According to a May 2012 presentation by Bumble Bee, total US retail sales of shelf-stable seafood products were $2.346 billion in 2011 and were estimated to be $2.397 billion in 2012, the plaintiffs claimed.

 

In one report, Bumble Bee estimated that canned tuna represents 73% of this value and Bumble Bee estimated that total US retail sales of shelf-stable tuna were $1.719 billion in 2011 and were estimated to be $1.750 billion in 2012.

 

“The industry is highly concentrated,” Olean said and cited news reports by two U.S. publications which provided the shares of the US canned tuna market.

 

For example, the Wall Street Journal reported last December that the defendants’ respective shares of the domestic market for canned tuna were 13% for CoS, 25% for Bumble Bee, and 36% for StarKist.

 

“This oligopolistic structure within the industry is the result of recent mergers and acquisitions,” according to the plaintiffs, who then provided the history of how foreign companies have come to own the three largest canned tuna providers in the US and its territories.

 

For Bumble Bee, the plaintiff says that it was last December that Thai Union Food (TUF) announced its acquisition — subject to regulatory approval — of Bumble Bee from Lion Capital for $1.51 billion. “The combination of CoS and Bumble Bee would have created a virtual duopoly, with the combined entity substantially exceeding the market share of StarKist,” Olean said.

 

TUF had planned to finance the acquisition partly through a preferential public offering to existing shareholders that would have raised approximately $380 million, it says.

 

However on July 23 this year, TUF suspended the preferential public offering in light of a grand jury investigation commenced by the Antitrust Division of the US Justice Department, it says.

 

TUF disclosed on that day that both Bumble Bee and CoS had received grand jury subpoenas relating to an antitrust investigation of PSPs, according to the plaintiff, who claimed that it appears that StarKist received a subpoena as well and that the DOJ investigation extends to the entire domestic PSP sector.

 

“There are economic indications that support the conclusion that there was collusive pricing within the domestic PSP industry,” Olean said. “Consumption of PSPs, particularly canned tuna, has declined over the last ten years in the United States.
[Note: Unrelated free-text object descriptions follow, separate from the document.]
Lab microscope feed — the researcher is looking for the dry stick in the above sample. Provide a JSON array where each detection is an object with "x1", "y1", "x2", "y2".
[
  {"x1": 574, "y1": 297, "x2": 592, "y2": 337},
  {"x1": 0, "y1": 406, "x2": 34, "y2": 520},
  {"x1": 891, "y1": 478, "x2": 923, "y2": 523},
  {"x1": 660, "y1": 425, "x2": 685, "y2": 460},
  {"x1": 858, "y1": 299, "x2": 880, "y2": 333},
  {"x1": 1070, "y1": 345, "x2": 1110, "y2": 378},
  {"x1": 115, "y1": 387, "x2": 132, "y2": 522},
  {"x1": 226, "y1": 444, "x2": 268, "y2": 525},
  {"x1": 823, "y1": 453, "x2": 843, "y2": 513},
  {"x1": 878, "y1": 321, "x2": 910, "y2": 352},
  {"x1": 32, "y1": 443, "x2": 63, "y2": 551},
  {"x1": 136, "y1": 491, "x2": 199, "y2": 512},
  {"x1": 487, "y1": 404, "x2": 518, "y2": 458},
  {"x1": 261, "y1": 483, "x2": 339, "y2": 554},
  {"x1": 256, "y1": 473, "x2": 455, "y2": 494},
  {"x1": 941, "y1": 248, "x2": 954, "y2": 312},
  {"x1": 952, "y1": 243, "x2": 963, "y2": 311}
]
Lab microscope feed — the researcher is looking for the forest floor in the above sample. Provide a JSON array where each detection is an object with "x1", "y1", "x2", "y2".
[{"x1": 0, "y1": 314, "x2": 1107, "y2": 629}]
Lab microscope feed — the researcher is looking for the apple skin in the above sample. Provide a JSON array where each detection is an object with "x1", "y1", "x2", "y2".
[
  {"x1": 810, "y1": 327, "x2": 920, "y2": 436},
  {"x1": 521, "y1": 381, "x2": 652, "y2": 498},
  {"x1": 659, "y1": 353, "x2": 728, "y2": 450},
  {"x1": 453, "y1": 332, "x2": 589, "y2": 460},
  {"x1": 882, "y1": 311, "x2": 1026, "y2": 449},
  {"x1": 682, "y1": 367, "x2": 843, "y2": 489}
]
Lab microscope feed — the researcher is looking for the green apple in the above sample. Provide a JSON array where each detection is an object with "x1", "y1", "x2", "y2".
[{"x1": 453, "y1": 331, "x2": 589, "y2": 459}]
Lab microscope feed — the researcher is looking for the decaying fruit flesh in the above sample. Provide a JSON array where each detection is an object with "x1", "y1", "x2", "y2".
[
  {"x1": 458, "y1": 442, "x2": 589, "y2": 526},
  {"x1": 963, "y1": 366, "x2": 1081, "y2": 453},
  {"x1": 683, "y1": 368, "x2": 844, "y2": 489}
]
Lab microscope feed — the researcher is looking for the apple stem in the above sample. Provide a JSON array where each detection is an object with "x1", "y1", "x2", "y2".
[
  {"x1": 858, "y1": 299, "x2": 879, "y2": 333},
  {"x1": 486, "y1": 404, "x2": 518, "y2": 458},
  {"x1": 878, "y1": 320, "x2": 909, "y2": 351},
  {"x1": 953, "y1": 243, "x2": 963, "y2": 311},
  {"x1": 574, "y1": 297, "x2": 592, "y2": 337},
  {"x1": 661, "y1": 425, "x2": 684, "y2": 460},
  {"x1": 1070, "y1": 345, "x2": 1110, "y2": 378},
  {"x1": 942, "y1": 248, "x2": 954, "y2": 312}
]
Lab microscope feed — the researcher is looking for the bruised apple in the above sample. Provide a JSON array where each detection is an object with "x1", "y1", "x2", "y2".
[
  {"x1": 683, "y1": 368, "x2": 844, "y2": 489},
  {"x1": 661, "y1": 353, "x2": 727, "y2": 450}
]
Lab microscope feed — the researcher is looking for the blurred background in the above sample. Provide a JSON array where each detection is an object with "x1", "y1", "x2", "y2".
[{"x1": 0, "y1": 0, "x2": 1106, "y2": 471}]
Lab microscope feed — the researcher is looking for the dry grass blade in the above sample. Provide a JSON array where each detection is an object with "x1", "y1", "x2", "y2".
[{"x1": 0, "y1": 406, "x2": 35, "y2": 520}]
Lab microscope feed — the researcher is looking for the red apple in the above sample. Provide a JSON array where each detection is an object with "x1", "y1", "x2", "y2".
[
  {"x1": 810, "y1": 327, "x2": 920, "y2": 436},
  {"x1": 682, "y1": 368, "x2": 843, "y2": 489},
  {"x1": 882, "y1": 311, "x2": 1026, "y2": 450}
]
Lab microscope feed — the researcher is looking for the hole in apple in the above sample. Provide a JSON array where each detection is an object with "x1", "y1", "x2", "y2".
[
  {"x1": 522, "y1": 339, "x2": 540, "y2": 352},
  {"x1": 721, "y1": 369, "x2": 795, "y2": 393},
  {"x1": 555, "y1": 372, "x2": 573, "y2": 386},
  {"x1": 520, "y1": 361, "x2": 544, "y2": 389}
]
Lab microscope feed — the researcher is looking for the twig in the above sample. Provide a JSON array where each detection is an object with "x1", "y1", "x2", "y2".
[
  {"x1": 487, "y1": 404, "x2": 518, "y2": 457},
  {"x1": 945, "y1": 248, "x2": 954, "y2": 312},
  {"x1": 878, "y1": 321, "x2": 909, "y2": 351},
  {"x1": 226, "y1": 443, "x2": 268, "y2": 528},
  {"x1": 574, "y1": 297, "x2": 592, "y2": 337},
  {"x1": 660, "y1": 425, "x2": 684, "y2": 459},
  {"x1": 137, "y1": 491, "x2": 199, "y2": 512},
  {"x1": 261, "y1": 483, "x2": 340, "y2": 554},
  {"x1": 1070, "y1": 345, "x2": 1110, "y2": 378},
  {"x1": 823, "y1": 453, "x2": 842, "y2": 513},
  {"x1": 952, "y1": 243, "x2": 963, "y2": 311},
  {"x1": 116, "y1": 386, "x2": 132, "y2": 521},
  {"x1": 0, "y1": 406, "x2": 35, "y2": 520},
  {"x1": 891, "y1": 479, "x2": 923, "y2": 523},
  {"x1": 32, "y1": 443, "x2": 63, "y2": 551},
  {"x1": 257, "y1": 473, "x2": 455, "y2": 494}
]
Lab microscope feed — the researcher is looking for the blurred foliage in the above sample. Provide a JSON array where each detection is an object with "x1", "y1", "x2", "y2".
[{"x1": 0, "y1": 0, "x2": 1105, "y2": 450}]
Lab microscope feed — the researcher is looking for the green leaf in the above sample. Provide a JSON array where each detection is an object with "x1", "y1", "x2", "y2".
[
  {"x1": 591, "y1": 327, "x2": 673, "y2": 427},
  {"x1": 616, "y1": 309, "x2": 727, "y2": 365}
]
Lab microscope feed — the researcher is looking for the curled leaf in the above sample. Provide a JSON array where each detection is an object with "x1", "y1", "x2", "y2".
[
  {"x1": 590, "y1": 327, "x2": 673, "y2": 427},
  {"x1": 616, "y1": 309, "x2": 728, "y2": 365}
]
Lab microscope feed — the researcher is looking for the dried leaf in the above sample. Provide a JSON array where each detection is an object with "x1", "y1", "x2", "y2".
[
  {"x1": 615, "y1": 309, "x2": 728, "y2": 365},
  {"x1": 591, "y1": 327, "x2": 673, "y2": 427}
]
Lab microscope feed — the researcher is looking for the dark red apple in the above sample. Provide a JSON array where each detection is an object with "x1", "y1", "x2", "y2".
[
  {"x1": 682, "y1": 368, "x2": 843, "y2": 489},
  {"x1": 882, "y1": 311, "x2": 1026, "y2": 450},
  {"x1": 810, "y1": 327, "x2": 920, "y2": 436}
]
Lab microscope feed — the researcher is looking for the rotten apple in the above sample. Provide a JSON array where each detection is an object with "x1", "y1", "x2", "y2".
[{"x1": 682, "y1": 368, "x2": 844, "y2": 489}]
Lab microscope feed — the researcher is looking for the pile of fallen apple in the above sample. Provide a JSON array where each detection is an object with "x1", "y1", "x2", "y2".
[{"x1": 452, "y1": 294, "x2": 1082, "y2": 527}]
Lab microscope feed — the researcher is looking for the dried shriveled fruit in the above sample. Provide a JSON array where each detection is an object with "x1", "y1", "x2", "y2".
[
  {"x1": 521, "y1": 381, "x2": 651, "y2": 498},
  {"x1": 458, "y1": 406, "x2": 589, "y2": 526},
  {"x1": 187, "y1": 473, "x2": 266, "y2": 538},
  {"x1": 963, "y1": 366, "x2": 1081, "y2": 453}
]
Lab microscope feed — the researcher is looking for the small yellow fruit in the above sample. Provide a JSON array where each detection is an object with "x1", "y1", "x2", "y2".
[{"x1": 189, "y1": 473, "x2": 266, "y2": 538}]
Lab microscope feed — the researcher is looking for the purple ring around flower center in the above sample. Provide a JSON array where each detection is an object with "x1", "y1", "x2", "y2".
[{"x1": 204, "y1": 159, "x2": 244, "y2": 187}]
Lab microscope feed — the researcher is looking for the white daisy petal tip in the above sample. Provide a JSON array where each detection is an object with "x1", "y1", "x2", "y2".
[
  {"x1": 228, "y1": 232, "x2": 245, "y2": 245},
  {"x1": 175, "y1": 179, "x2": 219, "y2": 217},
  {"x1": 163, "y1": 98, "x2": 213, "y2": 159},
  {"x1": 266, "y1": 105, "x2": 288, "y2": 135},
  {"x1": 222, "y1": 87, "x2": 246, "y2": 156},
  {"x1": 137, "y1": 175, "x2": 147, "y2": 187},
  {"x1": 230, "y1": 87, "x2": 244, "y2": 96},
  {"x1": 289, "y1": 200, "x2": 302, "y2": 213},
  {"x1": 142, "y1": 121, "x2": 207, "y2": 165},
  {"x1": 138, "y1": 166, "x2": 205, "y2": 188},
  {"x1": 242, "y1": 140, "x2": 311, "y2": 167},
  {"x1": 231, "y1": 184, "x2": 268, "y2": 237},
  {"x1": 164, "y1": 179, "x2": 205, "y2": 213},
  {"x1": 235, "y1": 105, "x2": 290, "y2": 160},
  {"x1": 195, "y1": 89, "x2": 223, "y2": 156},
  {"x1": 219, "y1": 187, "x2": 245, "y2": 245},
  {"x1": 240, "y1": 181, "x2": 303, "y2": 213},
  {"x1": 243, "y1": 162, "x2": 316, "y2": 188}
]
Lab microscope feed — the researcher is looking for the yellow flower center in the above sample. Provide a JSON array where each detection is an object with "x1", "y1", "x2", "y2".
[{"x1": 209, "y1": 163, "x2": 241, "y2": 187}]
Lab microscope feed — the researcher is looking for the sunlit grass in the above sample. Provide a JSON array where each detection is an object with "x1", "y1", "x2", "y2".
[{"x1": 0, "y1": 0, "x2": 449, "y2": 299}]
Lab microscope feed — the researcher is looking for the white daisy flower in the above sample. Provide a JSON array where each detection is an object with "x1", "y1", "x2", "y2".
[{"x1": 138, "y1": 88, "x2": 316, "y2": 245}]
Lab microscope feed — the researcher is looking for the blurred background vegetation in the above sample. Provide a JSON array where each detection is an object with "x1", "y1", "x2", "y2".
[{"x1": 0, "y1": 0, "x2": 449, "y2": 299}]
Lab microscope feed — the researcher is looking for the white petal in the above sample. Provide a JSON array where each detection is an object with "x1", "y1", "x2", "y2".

The annual consumption per person was 3.1 lbs. in 2005, but had fallen to 2.3 lbs. in 2013.”

 

“Given this decline in consumption of the signature PSP, one would expect rational businesses to reduce the prices for PSPs, but that did not happen,” it says.

 

And even before the proposed merger of Bumble Bee and CoS, the two companies were cooperating closely, through bilateral co-packing agreements. “These interlocking relationships provided an excellent opportunity to collude on pricing,” Olean alleges.

 

It further alleges that the defendants and their unnamed co-conspirators agreed to, and did in fact, restrain trade or commerce by fixing, raising, maintaining, and/or stabilizing at artificial and non-competitive levels, the prices of such PSPs.

 

Additionally, the defendants and their co-conspirators engaged in anticompetitive activities, the purpose and effect of which were to artificially fix, raise, maintain and/or stabilize the price of PSPs.

 

Furthermore, the prices charged by defendants to, and paid by, plaintiff for PSPs were fixed, raised, maintained and/or stabilized at artificially high and non-competitive levels.

 

The plaintiff is seeking, among other things, treble damages to be determined at trial, cost of the lawsuit, and certifying the suit as a class action — which means to include others affected by the defendants’ alleged action.